Ce montant des investissements, c’est l’un des angles d’attaque de l’opposition : « je ne trouve pas le souffle, la vision nécessaire pour projeter la ville dans les années qui viennent » a entamé le socialiste Nicolas Gautreau qui trouve cette enveloppe trop faible : « sous Jean Germain (avant 2014, ndlr) c’était en moyenne 30 millions d’euros par an en baissant régulièrement la dette de la ville. Il faut essayer d’aller chercher l’argent là où il se trouve et ne pas attendre qu’il tombe du ciel. Le montant moyen d’investissements des villes de même taille que Tours est de 210€ par habitant on est à 149. Il va falloir se bouger car on a quasiment jamais été aussi bas. Il est temps de lancer des projets ! » Avis similaire également pour le communiste Pierre Texier : « nous ne percevons pas beaucoup d’ambition pour le développement de notre ville. »

« Une discussion de café du commerce » de surcroît « ronflante » selon Serge Babary : « Dîtes moi où vous allez chercher avec les dents les millions qui manquent ? On a peut-être un faible taux d’investissement mais aussi un revenu par habitant plus faible et un effort fiscal moins élevé que les villes de taille comparable. On ne peut pas à l’heure qu’il est obtenir davantage si l’on veut assurer le désendettement de la ville. » Et l’adjoint à l’économie Thibault Coulon de voler au secours du maire pour le conforter en soulignant les projets portés par l’agglomération Tour(s)Plus dont bénéficie Tours (le Centre de Création Contemporaine Olivier Debré, par exemple).

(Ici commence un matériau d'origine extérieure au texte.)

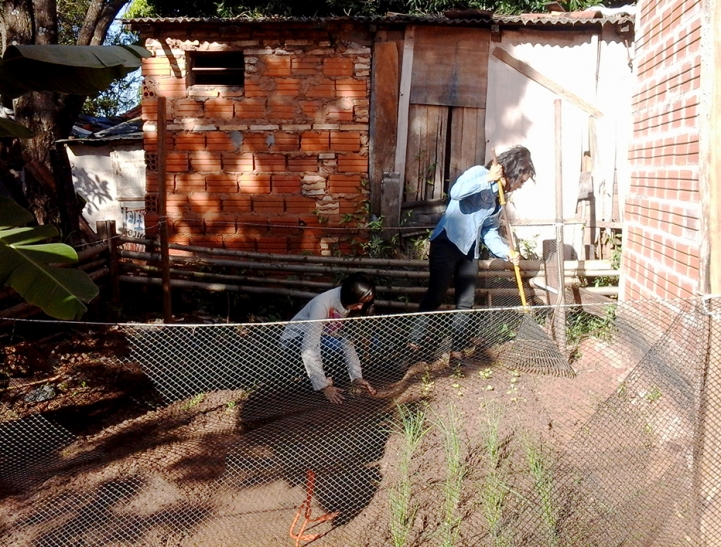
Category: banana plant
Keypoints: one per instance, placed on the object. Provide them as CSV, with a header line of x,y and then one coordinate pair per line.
x,y
30,265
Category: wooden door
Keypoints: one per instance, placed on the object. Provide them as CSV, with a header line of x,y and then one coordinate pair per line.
x,y
446,111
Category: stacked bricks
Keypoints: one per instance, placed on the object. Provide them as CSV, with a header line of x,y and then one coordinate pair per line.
x,y
278,165
662,218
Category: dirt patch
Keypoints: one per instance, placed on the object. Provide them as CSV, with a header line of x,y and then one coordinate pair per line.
x,y
205,471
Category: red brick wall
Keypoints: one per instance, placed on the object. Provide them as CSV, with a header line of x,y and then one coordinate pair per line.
x,y
662,212
277,166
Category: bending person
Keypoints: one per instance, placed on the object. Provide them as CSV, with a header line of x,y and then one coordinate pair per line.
x,y
472,217
308,333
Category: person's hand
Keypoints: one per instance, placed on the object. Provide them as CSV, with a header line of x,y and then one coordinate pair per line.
x,y
361,383
332,393
496,172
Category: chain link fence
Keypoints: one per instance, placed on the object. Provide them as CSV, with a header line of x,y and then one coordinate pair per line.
x,y
615,443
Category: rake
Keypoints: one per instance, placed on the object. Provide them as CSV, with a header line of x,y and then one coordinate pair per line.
x,y
532,350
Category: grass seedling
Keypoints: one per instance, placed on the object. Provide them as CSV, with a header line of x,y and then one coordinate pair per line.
x,y
413,428
195,401
455,472
494,486
540,468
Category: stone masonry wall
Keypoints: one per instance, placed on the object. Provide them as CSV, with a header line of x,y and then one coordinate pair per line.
x,y
279,165
662,219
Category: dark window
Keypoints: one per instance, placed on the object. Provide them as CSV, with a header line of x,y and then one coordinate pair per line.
x,y
217,68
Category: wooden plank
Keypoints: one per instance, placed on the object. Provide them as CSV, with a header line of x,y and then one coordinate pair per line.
x,y
439,145
468,140
450,66
385,81
426,156
393,218
412,188
546,82
162,209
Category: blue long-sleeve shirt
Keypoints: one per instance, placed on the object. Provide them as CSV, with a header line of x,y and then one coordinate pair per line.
x,y
472,215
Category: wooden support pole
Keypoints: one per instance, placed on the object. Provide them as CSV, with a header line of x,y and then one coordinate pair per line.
x,y
560,314
162,210
106,230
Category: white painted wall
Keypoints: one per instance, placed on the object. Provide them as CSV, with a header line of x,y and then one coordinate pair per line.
x,y
111,177
521,111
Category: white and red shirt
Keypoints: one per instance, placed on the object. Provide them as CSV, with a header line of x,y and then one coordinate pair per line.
x,y
311,323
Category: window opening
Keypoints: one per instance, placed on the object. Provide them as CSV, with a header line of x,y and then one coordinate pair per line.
x,y
225,68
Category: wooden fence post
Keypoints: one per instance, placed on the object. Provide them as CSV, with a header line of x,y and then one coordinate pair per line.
x,y
162,211
107,232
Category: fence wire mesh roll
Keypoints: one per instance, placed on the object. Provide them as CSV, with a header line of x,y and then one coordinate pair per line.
x,y
235,447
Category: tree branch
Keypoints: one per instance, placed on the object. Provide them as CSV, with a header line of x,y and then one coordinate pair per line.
x,y
98,19
46,22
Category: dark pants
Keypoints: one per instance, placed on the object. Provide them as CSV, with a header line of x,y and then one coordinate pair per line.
x,y
447,264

« A Tours, nous n’avons pas fermé de piscine ou de centre aéré pour montrer notre désapprobation au désengagement de l’Etat » a également tenu à préciser le maire pour prouver qu’il n’était pas qu’un râleur et faisait contre mauvaise fortune bon cœur. Un peu plus tôt, Nicolas Gautreau avait souligné ses « contradictions » : « vous déplorez la baisse des dotations alors que vous soutenez un candidat à la présidentielle qui propose 100 milliards de diminutions dans le budget de l’Etat notamment envers les aides aux collectivités. »

Enfin, une autre socialiste, Samira Oublal, a anglé sa riposte sur les subventions : « à priori le fait qu’elles soient maintenues est une bonne nouvelle mais je m’interroge sur les arbitrages : quels secteurs et quelles structures seront concernées par des baisses ou des hausses ? Quelles seront vos priorités ? » La majorité a renvoyé le débat en mars, lors du vote du budget. Ce sera le 20. Le rendez-vous est pris pour une nouvelle étape, un nouveau match, aussi.

Olivier COLLET

A retenir aussi : 453 postes d’agents de la ville de Tours ont été transférés vers la communauté urbaine soit l’équivalent de 16,1 millions d’euros. Ce n’est pas de l’argent gagné par la mairie car elle va le reverser à Tour(s)Plus en compensation du travail fourni par ces agents. Un jeu de vases communicants, en somme.